Как психолог, я, конечно, все усложнял: слова у деревенских излетают из уст, будто пчелы, часто необязательные, случайные, по наитию, порою и вовсе зряшные, без мысли, и хотя изрядно покусывают, иногда и до боли, но польза от них бывает. К нам, городским, часто с ущемленным самолюбием, колкие слова прилипают, как смола, долго от них не отскрестись, и пахнут они приторно; мы переживаем, мучаемся, а деревенский тем временем уже и позабыл про свой забористый, едкий язык. Лишь третий, кто случайно окажется при ссоре, досужистый и злоумышленный, зацепит собачьи репьи и нарочно разнесет их по деревне.
– Пашка, ты – кандидат партии бездельников. Пси-ху-елог, – ехидно протянул Гаврош, но голос был похмельно вызывающий. – А ты скажи мне правду: отчего я пью? И не скажешь, потому что всей правды не знаешь. А я знаю... Нет, ты умный, конечно, ты не дурак, но я тебя умнее, потому что на земле сижу.
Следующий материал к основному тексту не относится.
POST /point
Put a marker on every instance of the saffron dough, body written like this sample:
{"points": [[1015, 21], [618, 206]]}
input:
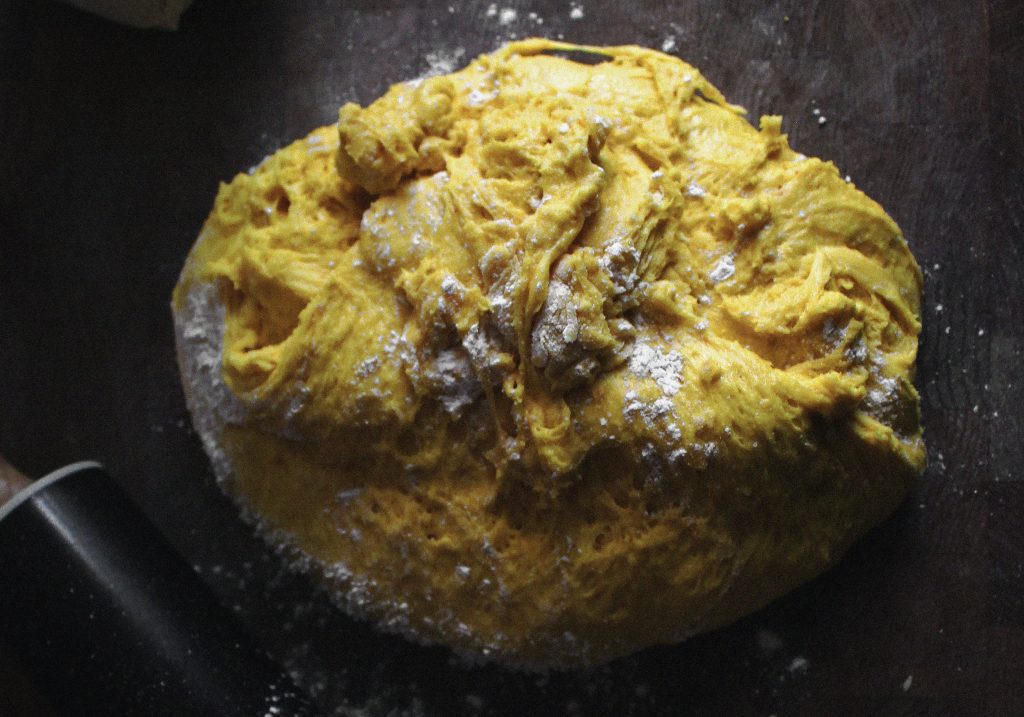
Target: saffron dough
{"points": [[549, 362]]}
Я ведь не бездельник, не лодырь, чужого не займую, не вор, как собака – по лесам за шиш да копейку. Мне бы бежать с такой работы, сколько портков износишь да сапог одних с дюжину. А я как чага на березе. И полезно, да некому взять... Так скажи, отчего я пью?
– Объясни дураку...
– А отчего люди вешаются?.. Иди-ка ты, парень, ексель-моксель. – Гаврош засмеялся, радый своей шутке.
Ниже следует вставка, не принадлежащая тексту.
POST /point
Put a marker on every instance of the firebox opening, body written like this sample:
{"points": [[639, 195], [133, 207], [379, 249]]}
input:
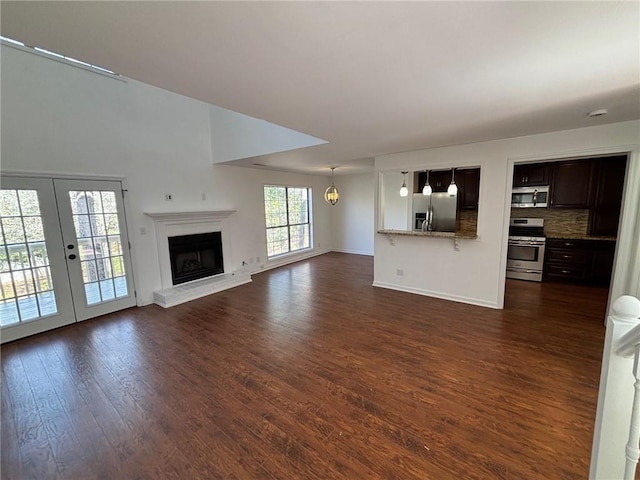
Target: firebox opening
{"points": [[195, 256]]}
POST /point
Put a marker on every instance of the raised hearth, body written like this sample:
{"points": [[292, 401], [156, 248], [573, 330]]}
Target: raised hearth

– Тогда и ты иди в ту же сторону.
– Нет, Паша, нам не по пути... Сейчас пойду к Зулусу и упьюся, потому что так надо.
По тону его погрустневшего мокрого голоса я понял, что примирение состоялось. Дуться Гаврошу нынче не хочется, его одолевают предчувствия...
Да и откуда было взяться вражде, если ты ее не вынянчил в душе.
Ночью мне послышался глухой выстрел. Я приподнял в темноте голову, пошарил по окну слепым взглядом, повернулся на другой бок и снова забылся, но уже сном верховым, шершавым, с непонятным чувством тревоги, будто на мне лежит вина и надо с кем-то объясниться, чтобы снять этот груз. Сам я был в постели, а голова бодрствовала, как бы отдельная от тела.
Еще не время охоты, и выстрела не должно быть, значит – почудилось, померещилось, может, в крохотном сосудике с грохотом пробило застойный кровавый сгусток, и лопнувшая запруда с грохотом отозвалась в темени или в бору за кладбищем повалилась сосна, ломая подрост, или от дымницы отвалился кирпич, прокатился по шиферной крыше и шмякнулся оземь возле стены, иль старенький холодильник поперхнулся от натуги. Мало ли в живой природе шумов, всякого гряку и бряку. Но в сонном раздвоенном сознании отпечатался именно раскат выстрела, и в извилинах мозга зашебуршало, запозвякивали бутылочки и колбочки, заскрипели, проворачиваясь шестеренки, заелозили жучки-паучки, испуская из утробы клейкую пряжу мысли. Зароились образы, назойливо сбиваясь в одну отчетливую картину, похожую на цветистую химеру. Я стискивал, запруживал веки, чтобы прогнать ее прочь, сдавливал дыхание, чтобы немота неподвижного, почти мертвого тела перелилась в голову и задурманила ее, с нетерпением ожидая, когда что-то вдруг вздрогнет внутри, как бы освобождаясь от пут, разомкнётся, все закоулки плоти зальются блаженством, и я, счастливый, пойму, что засыпаю. Но этого мгновения не наступало, и от досады, что утром встану с больной головою, что лето кончается, а особых сдвигов в работе не видно, что время проваливается, как в прорву, не оставляя по себе видимых примет, я еще более угнетал себя и все далее отодвигал спасительный сон.